— Я хотела поговорить, Тина, — робко начала она, снова натыкаясь на гладкую стену ментального щита в голове сестры. Тина предпочла сделать вид, что ничего не почувствовала, снова щёлкая дверью, запирая её.
— Я тоже, — тихо, так, будто это было чем-то страшным, сказала старшая Голдштейн, перебирая в пальцах ткань собственной ночной рубашки. — Ты проходи в гостиную, я пойду поставлю чай, — быстро сказала она, скрываясь в тёмном провале кухни. Секундой позже там раздалось копошение и включился желтоватый свет.

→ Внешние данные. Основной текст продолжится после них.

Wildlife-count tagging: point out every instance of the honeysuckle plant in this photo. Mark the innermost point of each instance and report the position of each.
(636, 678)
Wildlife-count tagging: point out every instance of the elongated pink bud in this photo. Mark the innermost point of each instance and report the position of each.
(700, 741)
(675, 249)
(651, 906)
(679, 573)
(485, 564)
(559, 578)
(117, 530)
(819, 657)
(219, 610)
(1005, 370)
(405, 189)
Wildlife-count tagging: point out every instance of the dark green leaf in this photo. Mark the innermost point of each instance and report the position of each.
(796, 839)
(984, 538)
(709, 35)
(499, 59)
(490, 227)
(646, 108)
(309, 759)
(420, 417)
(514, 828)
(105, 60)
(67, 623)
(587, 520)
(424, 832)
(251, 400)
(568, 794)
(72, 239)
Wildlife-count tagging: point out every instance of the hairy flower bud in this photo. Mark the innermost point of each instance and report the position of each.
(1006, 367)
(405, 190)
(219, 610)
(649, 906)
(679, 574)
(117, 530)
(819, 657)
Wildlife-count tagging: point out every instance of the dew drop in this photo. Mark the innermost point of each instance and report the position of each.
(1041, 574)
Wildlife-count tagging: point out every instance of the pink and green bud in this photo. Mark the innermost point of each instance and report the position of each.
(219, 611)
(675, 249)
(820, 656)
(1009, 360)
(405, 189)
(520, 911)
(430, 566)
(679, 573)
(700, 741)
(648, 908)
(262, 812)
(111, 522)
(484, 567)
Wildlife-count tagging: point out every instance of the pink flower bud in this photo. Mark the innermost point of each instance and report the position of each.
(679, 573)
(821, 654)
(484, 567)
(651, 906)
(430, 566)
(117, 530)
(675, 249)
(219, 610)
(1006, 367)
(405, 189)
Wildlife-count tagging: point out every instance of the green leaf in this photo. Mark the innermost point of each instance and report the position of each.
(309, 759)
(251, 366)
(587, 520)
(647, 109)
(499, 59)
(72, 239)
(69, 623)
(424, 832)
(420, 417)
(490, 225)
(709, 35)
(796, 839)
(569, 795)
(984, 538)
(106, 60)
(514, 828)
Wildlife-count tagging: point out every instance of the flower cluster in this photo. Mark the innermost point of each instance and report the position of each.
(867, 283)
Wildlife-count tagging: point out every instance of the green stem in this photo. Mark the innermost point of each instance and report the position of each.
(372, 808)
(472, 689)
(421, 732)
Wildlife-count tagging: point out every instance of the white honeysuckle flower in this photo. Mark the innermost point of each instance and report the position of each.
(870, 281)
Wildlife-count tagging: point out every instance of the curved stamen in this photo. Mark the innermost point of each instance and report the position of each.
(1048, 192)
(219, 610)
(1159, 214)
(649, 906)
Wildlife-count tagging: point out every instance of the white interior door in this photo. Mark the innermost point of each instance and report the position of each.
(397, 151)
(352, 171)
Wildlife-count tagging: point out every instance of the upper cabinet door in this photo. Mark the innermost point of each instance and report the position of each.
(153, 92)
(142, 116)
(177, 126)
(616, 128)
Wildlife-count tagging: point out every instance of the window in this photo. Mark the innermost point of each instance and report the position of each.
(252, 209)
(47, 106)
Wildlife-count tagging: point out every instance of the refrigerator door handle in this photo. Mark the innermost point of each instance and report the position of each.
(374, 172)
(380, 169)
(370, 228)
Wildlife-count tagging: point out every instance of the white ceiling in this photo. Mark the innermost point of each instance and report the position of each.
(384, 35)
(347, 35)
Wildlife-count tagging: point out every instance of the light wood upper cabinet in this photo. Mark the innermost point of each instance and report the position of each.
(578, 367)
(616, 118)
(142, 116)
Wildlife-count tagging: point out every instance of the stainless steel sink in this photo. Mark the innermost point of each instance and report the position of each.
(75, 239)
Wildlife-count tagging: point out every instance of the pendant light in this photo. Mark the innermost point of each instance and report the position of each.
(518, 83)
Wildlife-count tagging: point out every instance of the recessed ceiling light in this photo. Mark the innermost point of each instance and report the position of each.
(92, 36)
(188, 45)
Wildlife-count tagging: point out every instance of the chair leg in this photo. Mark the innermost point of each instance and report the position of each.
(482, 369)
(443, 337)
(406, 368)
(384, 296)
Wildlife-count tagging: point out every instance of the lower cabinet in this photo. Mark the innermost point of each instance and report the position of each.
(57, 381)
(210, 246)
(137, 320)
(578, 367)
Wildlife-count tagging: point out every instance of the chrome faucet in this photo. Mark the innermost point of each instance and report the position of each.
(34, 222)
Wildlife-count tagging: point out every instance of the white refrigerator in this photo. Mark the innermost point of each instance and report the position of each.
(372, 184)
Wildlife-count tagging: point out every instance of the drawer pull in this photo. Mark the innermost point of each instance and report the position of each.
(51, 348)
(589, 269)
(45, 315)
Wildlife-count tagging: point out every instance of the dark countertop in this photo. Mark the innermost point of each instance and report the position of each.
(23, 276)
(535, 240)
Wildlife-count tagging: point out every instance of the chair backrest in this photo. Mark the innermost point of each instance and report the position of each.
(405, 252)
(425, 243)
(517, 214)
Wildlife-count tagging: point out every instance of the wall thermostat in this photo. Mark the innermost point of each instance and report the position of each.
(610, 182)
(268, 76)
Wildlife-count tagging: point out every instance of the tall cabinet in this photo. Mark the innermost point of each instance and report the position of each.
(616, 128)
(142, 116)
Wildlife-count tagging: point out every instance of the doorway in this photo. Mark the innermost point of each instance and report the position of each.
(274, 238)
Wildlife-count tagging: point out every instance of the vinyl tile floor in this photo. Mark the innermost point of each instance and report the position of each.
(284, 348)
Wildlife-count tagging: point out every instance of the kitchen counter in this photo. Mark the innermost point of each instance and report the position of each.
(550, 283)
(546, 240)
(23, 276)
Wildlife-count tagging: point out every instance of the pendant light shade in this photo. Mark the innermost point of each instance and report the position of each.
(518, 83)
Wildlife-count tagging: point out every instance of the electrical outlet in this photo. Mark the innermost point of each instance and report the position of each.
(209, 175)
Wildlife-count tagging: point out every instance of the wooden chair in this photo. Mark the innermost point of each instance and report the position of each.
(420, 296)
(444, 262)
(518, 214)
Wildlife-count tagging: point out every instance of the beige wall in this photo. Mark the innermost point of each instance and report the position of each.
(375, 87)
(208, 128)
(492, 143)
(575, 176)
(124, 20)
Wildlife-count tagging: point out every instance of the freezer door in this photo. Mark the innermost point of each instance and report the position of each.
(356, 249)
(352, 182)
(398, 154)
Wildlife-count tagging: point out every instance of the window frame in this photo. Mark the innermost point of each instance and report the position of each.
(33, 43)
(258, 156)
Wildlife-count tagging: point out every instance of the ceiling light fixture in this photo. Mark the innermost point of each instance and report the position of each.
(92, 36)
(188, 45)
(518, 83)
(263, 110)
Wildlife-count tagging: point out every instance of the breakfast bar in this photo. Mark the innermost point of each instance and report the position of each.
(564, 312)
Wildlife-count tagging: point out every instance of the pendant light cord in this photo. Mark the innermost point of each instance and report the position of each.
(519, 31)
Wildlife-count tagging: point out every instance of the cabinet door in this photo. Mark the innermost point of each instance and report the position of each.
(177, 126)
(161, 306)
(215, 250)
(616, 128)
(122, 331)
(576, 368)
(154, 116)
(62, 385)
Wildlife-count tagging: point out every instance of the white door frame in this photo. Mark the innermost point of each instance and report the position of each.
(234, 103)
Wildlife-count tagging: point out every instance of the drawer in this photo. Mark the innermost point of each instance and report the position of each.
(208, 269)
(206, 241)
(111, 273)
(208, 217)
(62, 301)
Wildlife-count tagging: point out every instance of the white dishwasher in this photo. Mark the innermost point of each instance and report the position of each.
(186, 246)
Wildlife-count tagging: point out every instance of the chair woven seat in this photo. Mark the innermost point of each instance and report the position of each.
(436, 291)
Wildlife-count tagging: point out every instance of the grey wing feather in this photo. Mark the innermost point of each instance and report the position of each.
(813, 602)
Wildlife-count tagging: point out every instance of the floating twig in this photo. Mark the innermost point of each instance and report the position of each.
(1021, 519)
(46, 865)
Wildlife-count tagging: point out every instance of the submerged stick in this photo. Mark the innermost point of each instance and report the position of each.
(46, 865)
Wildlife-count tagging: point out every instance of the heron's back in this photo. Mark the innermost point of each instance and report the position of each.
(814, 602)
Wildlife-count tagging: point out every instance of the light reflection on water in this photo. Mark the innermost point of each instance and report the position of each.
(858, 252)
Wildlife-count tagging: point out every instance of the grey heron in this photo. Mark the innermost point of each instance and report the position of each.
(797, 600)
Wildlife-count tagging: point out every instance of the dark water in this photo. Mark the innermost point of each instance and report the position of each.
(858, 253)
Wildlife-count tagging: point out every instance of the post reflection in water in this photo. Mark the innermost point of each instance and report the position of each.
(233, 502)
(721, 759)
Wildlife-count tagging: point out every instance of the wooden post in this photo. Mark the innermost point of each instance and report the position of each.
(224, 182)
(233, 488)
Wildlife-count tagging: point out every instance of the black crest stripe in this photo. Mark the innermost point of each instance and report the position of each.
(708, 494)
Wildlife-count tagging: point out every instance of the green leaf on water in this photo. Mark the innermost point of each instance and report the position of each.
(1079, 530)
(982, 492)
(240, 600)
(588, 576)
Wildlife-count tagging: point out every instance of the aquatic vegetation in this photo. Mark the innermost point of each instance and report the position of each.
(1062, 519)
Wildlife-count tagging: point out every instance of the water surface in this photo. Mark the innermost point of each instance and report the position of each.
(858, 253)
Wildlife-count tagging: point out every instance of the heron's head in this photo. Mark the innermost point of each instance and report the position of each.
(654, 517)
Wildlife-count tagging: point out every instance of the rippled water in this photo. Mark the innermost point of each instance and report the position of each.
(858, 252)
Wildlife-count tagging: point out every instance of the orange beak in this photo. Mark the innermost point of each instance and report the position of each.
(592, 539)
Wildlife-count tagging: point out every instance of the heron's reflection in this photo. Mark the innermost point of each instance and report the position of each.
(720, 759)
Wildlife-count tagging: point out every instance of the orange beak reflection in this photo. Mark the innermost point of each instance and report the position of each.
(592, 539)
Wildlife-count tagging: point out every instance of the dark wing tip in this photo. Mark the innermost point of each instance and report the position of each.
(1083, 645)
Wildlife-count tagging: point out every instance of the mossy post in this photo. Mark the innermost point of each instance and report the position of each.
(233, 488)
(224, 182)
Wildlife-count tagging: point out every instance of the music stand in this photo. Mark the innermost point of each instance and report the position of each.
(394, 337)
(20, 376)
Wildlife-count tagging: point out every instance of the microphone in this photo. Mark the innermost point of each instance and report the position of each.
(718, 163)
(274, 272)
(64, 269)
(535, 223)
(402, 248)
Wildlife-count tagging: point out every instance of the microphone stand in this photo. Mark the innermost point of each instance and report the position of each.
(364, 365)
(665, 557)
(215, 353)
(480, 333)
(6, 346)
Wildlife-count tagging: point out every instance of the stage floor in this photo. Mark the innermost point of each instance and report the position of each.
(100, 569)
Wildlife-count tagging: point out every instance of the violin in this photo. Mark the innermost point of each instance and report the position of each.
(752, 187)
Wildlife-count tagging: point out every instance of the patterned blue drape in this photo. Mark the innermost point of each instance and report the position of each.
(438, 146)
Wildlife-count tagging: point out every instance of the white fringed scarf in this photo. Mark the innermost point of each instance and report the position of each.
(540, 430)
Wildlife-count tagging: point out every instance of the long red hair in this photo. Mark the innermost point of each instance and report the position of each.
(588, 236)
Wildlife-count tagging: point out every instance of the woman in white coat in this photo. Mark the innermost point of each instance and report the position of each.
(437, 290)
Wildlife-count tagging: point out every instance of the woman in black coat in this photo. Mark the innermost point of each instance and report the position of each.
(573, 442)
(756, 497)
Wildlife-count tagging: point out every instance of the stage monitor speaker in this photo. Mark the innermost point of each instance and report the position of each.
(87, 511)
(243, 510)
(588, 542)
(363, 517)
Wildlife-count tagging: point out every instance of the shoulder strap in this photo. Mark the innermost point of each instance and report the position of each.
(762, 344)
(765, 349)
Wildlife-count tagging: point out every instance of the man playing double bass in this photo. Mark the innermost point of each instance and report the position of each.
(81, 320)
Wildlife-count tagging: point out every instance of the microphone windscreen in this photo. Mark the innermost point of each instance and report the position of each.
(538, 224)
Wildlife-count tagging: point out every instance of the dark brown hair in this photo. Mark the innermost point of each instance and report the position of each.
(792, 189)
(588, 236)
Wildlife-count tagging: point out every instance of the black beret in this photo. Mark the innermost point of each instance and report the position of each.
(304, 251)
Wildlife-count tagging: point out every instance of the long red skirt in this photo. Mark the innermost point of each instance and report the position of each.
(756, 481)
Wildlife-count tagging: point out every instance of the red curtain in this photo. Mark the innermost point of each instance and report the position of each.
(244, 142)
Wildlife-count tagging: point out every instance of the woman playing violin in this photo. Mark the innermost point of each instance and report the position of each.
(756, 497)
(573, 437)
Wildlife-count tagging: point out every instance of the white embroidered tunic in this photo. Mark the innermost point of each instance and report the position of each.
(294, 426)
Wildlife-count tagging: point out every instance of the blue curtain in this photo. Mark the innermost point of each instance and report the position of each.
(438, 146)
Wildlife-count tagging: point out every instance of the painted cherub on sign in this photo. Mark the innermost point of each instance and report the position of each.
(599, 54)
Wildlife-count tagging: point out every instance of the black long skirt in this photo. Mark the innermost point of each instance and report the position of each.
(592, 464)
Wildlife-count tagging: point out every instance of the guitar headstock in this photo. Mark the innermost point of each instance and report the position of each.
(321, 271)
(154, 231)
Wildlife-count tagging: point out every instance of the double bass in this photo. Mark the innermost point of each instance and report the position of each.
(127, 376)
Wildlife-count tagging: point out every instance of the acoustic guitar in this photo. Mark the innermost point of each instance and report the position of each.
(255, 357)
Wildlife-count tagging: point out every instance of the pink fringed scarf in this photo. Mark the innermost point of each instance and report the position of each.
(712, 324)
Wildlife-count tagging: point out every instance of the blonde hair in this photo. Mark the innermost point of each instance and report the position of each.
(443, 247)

Тина совершенно не знала, что делать. Она схватилась руками за край столешницы, так же сильно и отчаянно, как вечером ранее цеплялась за спинку стула. Что-то внутри сотрясалось в радости только от одного вида сестры, а что-то упорно не давало отцепить пальцы от холодной поверхности.
«Соберись», — мысленно скомандовала себе Тина, палец за пальцем отпуская столешницу. «Всё будет нормально, — продолжала она, — всё будет хорошо». Чайник звякнул железным дном о решётку над комфорками, и Тина, решив, что через пять минут вернётся и заварит чай, прошла в гостиную.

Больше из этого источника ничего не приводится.